Facts have rarely dissuaded Trump from things he believes in or disputes, though, including items like climate change and whether captured undocumented immigrants have the right to court hearings before they are summarily dumped back into their home countries — or others where languages they may not recognize or understand are spoken.
So it’s also been this year when it comes to firefighting preparation, as the state faces an unusually fire-prone fall season, with more than two years of unusually heavy rain and snowfall contributing to thicker-than-usual underbrush.
If Trump really wants to reduce the risk of gigantic wildfires, as he says he does, right now he would deploy many thousands of U.S. Forest Service workers in the 18 national forests around California, along with further thousands of National Guard troops.

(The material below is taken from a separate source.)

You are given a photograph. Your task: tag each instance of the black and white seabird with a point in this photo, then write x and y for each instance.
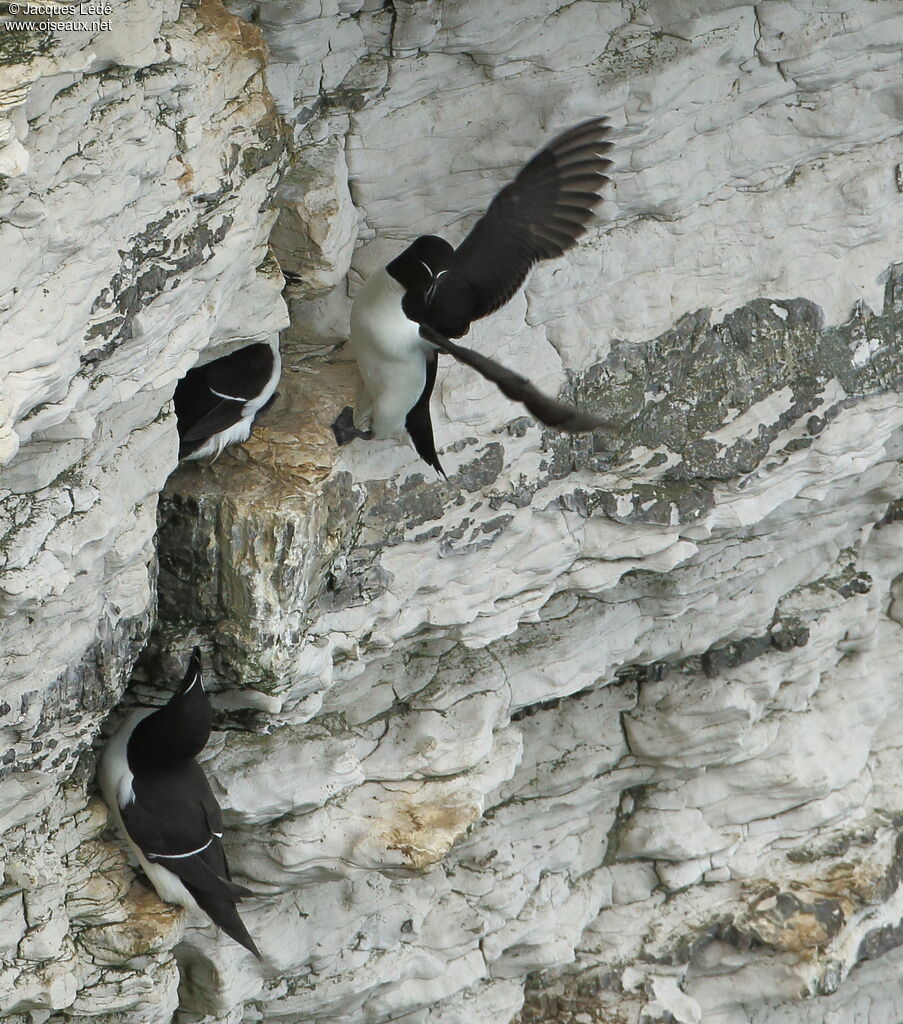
(163, 804)
(216, 403)
(406, 311)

They could reduce a genuine danger if they cut and removed underbrush rather than standing around in front of federal buildings, as they did for weeks after mostly peaceful protests broke out in Los Angeles against U.S. Immigration and Customs Enforcement sweeps aiming at producing record numbers of deportations.
But no, Trump isn’t doing any of that. Instead, he is maintaining cuts designed by the now relatively inactive Department of Government Efficiency, once headed by billionaire political donor Elon Musk. The firings relevant to California wildfires involve thousands of workers from the Forest Service, the National Weather Service, the National Oceanic and Atmospheric Administration and the Federal Emergency Management Agency.
Trump has said these cuts in staff and office closures will help eliminate government waste and save billions of tax dollars. However, those four agencies all play critical parts in California’s wildfire prevention and response efforts, from forecasting and forest management (yes, raking and cutting underbrush is included here) to post-fire disaster relief.
The cuts, coming just when climate change is making California wildfires steadily more severe, put this state at a disadvantage compared with past fire seasons, when blazes grew steadily larger and more destructive even as the now-fired federal employees worked to hold them down.
Aside from forecasters and analysts who help predict where fires will go once they’ve begun, more than 1,400 “red card” Forest Service employees were also cut. These are not full-time firefighters but instead are one who deploy to large firestorms and help with operations. Officials are now trying to call many of them back, but a large proportion have moved on to other jobs.
What’s more, Trump has ordered the Forest Service to change its priorities and emphasize logging, mining and oil and gas drilling on federal lands, rather than making fire resistance its top task. State officials say the change in priorities combined with much lower staffing levels will leave California more vulnerable to big fires than it has been in recent years.
“We are getting back to the basics of managing our national forests for their intended purposes of producing timber, clean water, recreation and other necessities for the American taxpayer,” Forest Service chief (and former lumber executive) Tom Schultz told a reporter.
Meanwhile, Trump’s budget proposal would shift firefighting and prevention to a new agency under the U.S. Interior Department but give it less funding than before. That worries some Western state senators who fear it may spawn the biggest wildfire season in decades later this year.
That may be what California and the West get with a president who dabbles in firefighting, an area where he has almost no expertise, but loves to throw around verbal platitudes.